Rovers’ reliance on the funding of owners Venky’s was further highlighted by low streaming sales as games continue to be played behind closed doors.

Match pass sales for individual games have been as low as 1,200 this season, though that figure is not inclusive of the 2,500 season tickets sold which banked the club around £700,000.

The club pockets around £8 from each £10 match pass sold, for both home and away fixtures, with sales having peaked at 2,200.

Those figures are for the number of passes bought, rather than people watching, with that set to be substantially more based upon multiple people from the same household watching the same stream, but also matches being watched illegally, something the EFL are looking to clamp down on. 

That has meant Rovers have been more reliant than ever on the owners making up some of the shortfall, with ticketing revenue previously accounting for between 20 and 25 per cent of the club’s revenue.

“We’ve had accelerated payments from the league on different solidarity payments, but the flip-side of that is that we’ve been testing which has cost a couple of hundred thousand pounds that we pay back on a monthly payment plan back to the league,” CEO Steve Waggott told the Lancashire Telegraph.

“We’re generating anywhere between 1,200 and I think we peaked at 2,200 for our iFollow match passes which is £10 a match, inclusive of VAT, which is generating some cash.

“Our retail is doing okay on a click and collect basis. We were working on a plan to re-open the Roverstore until we went into the second lockdown.

“Ticketing wise, apart from the 2,500 thousand season ticket holders who I thank them greatly for, which generated £700,000 into the club, it’s been limited revenue.”

As a guide, Bolton Wanderers sold over 2,200 passes for their opening away game at Colchester, while Accrington Stanley owner Andy Holt revealed that 2,090 Ipswich Town fans, on top of their 3,634 season ticket holders who redeemed an iFollow code, paid to watch the match between the two sides last month.

Rovers had hoped to be able to welcome fans back to Ewood Park to watch matches, albeit it from hospitality suites, until East Lancashire was placed into tier three.

Waggott added: “We can’t open up the non-matchday facilities, we were on the cusp of opening up the lounges to broadcast home and away games, which sounds a bit surreal to broadcast a home game while the team are on the pitch and you close the blinds and people can go in the lounges but can’t sit inside the stadium.

“We were on the cusp of doing that in tier two, but then we went into tier three so that put the kibosh on that one.

“There's not a lot coming in and putting the games on behind closed doors is increasing hard losses as well. We still have the basic requirements to fulfil the safety certificate of the ground.”

Despite the hope of becoming more self-sufficient, Rovers continue to work to a benefactor model, something Waggott says in the current climate would only change were there a salary cap introduced, a change in the broadcasting contracts, or promotion back to the Premier League.

“The only way we could get really close to it is the squad salary cap comes into place, and that’s another long discussion, it’s mooted about £18m for the Championship, League One and League Two have applied one this season, then a reset of the broadcasting plan,” he said.

“If you looked at the Project Big Picture it was potentially 25 per cent of the broadcasting revenue coming to the EFL, that will probably double, perhaps a little bit more, than our current deal of about £8m. You could maybe get to £16m of revenue from broadcasting. If you had a squad salary cap of £18m then that all of a sudden that could bring the model into a more sustainable one.”

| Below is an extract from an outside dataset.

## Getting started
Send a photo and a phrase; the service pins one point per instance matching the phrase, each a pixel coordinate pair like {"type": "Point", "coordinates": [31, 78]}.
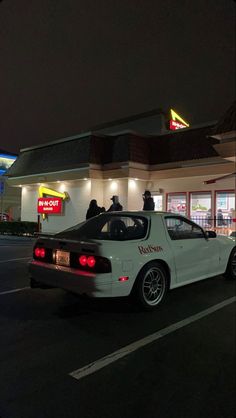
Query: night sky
{"type": "Point", "coordinates": [67, 65]}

However, Rovers aren’t alone in the requirement of funding from owners to see them through the pandemic as they wait on news of a Championship wide bail-out.

Second tier clubs made losses close to £700m in 2018/19, and those figures will only continue to grow given the current climate, and the disparity of wealth between Premier League and Championship clubs.

“I’m a director of the club in the UK, with Mike Cheston, the finance director, along with Gandhi Babu in India, and that’s the last phonecall anyone wants from an owner to say ‘I’m tired, I’m giving in’, because we haven’t got the commercial clout to survive on our own in the way we operate the club,” Waggott said.

“It’s not only Blackburn Rovers, you’ve seen the figures from the Football League on the debt and loans incurred by Championship clubs because of the prize at the end of the rainbow, should you get up, is eye-watering.

“I know the owners were very supportive as well before my time, and the vibes I get are that they will be supportive in the future and we’ll keep pushing on and progressing with Tony, his backroom staff and with the current set-up we’ve got.

“But we’re a results industry and we have to keep those coming in because they’re not happy when we lose matches.

“They have a put a lot of money into the club and continue to do so.

“They’ll be waiting for us to get back in to the Premier League at some stage but there’s no guarantees of that with the competitive level in the Championship.”